Braden blinked, then looked down at the tachyderm Lucretia was scrubbing down with a sweet spice solution (tachyderms tending to smell of curry, dishwater, and politicians if left to their own devices). He supposed there were worse things his new bride might have taken up doing whilst he was puttering about the countryside, wine tasting and keeping an eye out for one of those souvenir VortexBlasters that occasionally popped up at flea markets. Tachyderms, at least, never seemed to need housebreaking and --
The tachyderm looked up at him. There was a slight stir of movement, a blurring, accompanied by a tingle on Bredan's skin and an odd, faint gonging noise. The tachyderm had something rolled in its trunk, which it handed to him.

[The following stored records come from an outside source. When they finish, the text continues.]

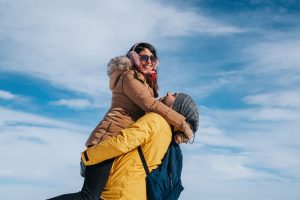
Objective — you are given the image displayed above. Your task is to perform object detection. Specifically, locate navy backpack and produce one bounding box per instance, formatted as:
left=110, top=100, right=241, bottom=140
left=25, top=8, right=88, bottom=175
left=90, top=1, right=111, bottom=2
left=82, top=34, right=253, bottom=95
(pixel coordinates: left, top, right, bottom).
left=138, top=140, right=184, bottom=200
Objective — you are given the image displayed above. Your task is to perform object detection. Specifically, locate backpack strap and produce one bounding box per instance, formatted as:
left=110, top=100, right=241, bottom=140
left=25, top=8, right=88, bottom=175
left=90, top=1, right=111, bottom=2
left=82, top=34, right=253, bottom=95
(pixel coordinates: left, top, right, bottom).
left=138, top=146, right=150, bottom=176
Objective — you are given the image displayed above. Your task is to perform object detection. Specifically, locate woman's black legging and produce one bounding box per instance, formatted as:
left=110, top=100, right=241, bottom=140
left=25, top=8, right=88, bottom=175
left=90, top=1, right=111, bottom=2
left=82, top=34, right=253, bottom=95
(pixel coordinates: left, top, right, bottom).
left=48, top=158, right=114, bottom=200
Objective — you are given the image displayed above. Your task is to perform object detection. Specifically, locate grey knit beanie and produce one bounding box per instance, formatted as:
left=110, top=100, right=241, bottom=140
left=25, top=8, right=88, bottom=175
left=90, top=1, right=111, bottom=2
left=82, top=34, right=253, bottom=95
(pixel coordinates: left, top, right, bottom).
left=172, top=93, right=199, bottom=134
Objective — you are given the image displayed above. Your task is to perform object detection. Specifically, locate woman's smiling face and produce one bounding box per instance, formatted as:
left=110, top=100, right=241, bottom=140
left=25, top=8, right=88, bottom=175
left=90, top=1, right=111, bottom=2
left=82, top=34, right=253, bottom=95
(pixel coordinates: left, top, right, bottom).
left=139, top=48, right=156, bottom=71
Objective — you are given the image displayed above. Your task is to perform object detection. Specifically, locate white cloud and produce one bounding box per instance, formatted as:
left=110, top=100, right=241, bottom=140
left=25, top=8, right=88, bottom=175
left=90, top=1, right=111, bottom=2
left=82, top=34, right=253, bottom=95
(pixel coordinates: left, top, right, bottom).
left=0, top=107, right=86, bottom=131
left=0, top=108, right=91, bottom=200
left=0, top=90, right=18, bottom=100
left=244, top=90, right=300, bottom=108
left=0, top=0, right=241, bottom=96
left=51, top=99, right=92, bottom=109
left=247, top=38, right=300, bottom=73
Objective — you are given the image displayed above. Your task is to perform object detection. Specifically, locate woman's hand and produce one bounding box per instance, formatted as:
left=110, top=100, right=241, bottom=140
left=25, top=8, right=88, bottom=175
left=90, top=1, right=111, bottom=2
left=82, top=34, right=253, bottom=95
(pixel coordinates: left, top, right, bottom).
left=173, top=132, right=189, bottom=144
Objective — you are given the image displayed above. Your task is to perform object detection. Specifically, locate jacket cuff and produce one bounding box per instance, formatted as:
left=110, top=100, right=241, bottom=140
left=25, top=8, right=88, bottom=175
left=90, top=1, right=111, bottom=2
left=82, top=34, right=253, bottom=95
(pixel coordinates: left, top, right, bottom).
left=81, top=150, right=92, bottom=166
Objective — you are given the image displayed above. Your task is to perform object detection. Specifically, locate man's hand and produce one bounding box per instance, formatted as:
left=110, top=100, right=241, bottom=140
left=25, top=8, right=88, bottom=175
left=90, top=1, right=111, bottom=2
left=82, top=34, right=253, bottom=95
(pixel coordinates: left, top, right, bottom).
left=80, top=160, right=86, bottom=177
left=179, top=121, right=194, bottom=141
left=174, top=132, right=189, bottom=144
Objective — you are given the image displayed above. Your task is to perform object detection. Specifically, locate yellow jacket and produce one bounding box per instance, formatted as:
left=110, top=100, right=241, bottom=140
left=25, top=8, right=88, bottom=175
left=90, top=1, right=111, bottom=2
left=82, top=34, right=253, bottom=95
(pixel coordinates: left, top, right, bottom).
left=82, top=113, right=172, bottom=200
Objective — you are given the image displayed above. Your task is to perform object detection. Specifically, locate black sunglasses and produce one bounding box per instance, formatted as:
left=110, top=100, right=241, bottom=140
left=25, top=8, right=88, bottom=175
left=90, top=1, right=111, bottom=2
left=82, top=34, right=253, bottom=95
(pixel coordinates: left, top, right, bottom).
left=140, top=55, right=156, bottom=62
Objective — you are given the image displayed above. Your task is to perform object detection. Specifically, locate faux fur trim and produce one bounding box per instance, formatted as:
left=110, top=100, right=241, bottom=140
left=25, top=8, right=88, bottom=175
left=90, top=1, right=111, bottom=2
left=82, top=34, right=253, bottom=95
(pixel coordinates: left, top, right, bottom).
left=107, top=56, right=132, bottom=77
left=107, top=56, right=132, bottom=90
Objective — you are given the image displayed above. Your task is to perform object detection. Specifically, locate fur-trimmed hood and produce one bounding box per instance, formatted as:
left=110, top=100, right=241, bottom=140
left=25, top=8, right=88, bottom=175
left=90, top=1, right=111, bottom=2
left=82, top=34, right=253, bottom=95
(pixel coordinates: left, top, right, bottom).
left=107, top=56, right=133, bottom=90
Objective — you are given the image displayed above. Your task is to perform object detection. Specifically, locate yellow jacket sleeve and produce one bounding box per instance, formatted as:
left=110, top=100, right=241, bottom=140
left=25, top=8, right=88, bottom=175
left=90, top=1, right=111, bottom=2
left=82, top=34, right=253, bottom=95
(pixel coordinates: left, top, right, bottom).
left=81, top=114, right=163, bottom=166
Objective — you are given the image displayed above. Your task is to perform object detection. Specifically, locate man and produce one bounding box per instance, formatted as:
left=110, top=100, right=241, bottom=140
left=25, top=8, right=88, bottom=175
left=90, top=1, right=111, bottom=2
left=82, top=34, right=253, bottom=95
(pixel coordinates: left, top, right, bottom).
left=81, top=93, right=199, bottom=200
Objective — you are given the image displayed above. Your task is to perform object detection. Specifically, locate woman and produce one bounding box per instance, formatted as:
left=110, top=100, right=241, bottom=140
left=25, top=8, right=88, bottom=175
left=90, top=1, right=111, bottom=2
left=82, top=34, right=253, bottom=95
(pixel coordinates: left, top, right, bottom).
left=47, top=43, right=193, bottom=199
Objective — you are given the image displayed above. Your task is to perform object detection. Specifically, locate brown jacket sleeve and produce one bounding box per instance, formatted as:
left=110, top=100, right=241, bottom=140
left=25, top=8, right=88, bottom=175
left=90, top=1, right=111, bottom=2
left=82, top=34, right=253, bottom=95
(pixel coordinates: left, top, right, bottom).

"I'm afraid," he told Lucretia, "the little Dickens has been rummaging around in your desk, dear, this looks like some sort of official certificate of some --" He stopped, blinked, looked at the tachyderm, then at his wife, then at the paper again. "Well, that's certainly put a different complexion on things."
"What is it, dear?" asked Lucretia, reaching over and taking it from his abruptly numbed fingers. She read it, while he locked gazes with the tachyderm.
"Well!" she exclaimed, then scratched the creature behind it's large, fan-shaped ears. "Now, isn't that a good one, yes, such a clever one it is."
"But --" Braden paused, then began again. "But ... who'd name their child Simon!